Begitulah cuplikan kemarahan anggota DPR RI Komisi VII dari Partai Demokrat, Muhammad Nasir. Makian ini ditunjukan kepada Direktur Utama PT Indonesia Asahan Aluminium (INALUM), Orias Petrus Moedak. 

Tak hanya memarahi, Nasir juga mengancam akan menyurati Menteri BUMN Erick Tohir untuk mencopot posisi Orias sebagai Dirut INALUM. Sontak kemarahan M Nasir menghiasi ruang diskusi-diskusi publik.

Kemarahan ini memang bukan tanpa alasan. M Nasir pada saat itu sedang mengajukan pertanyan kepada Orias mengenai skema pendanaan yang diambil oleh INALUM untuk melanjutkan operasinya, yang salah satunya adalah operasional PT Freeport Indonesia. 

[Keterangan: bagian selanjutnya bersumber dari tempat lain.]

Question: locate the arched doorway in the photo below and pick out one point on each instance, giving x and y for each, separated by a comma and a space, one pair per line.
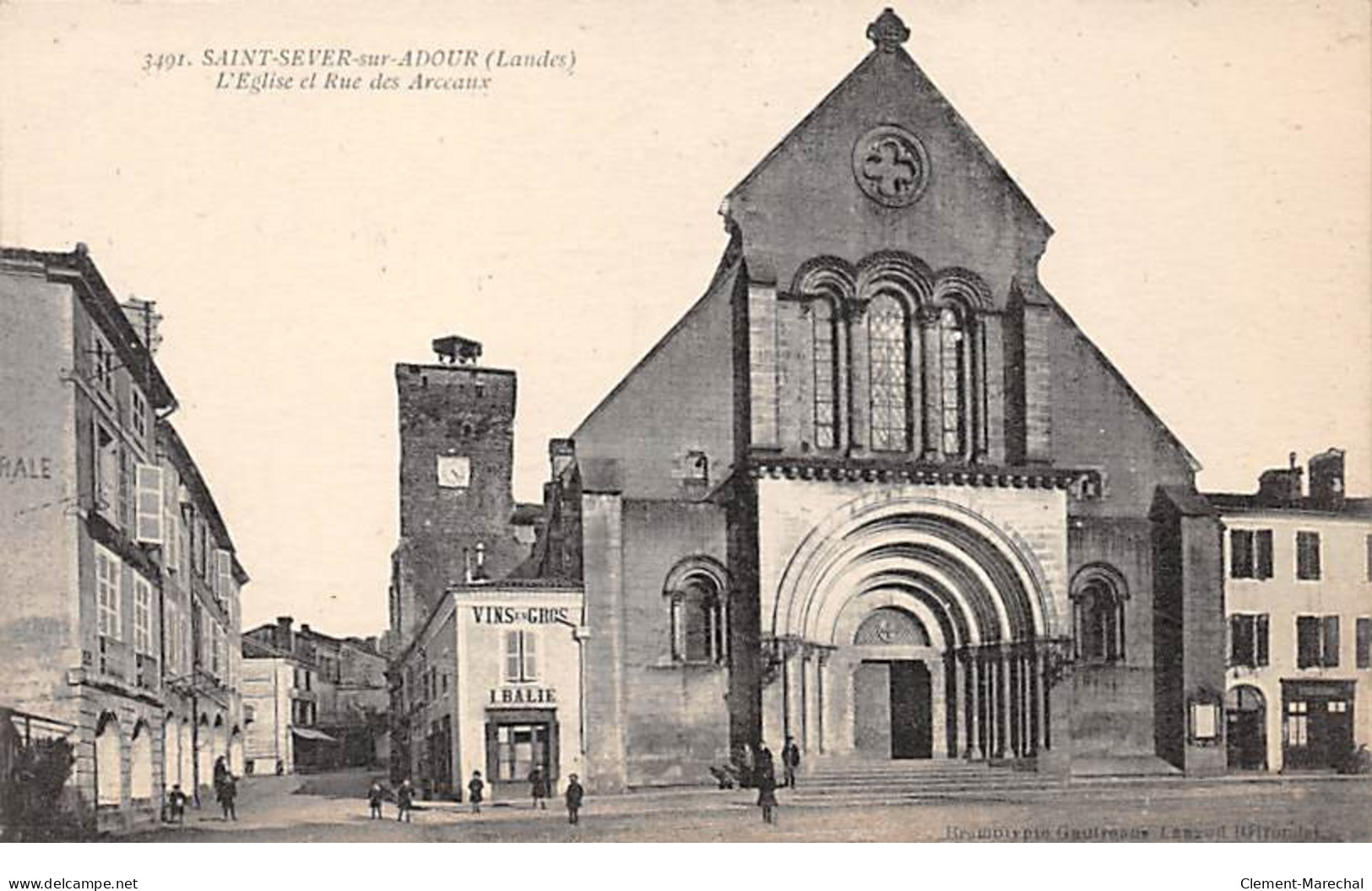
973, 623
1246, 728
140, 763
892, 691
109, 774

Pada saat itu, Orias mengatakan bahwa INALUM akan menerbitkan utang baru dengan mencetak Global Bond atau surat obligasi yang dijual secara global di seluruh dunia senilai US$ 2.5 Milyar atau setara dengan Rp 37.5 Triliun. 

Mendengar kata utang, M Nasir lantas mulai mencecar Orias mengenai kemampuan INALUM untuk membayar hutangnya. Lebih lanjut, Nasir mempertanyakan jaminan yang diajukan INALUM dalam berhutang.

Orias menjawabnya dengan santai saja. Ia menjelaskan bahwa utangnya akan dikembalikan dalam beberapa trance, "Jadi ada yang 3 tahun, 5 tahun, 10 tahun, dan 30 tahun". 

Nah didalam poin ini Nasir mulai memperlihatkan kegarangannya. Ia seolah tak bisa memahami penjelasan Orias tadi. Ia merasa tugas Orias seharusnya memastikan bahwa INALUM tidak berhutang lagi, bukan menambah utang. 

Dari situlah kemarahan Nasir memuncak. Nasir khawatir bila INALUM tidak mampu membayar utangnya, bisa jadi aset PT INALUM akan disita, salah satunya tambang terbesar di dunia Grasberg Mine yang terletak di Tembagapura, Papua.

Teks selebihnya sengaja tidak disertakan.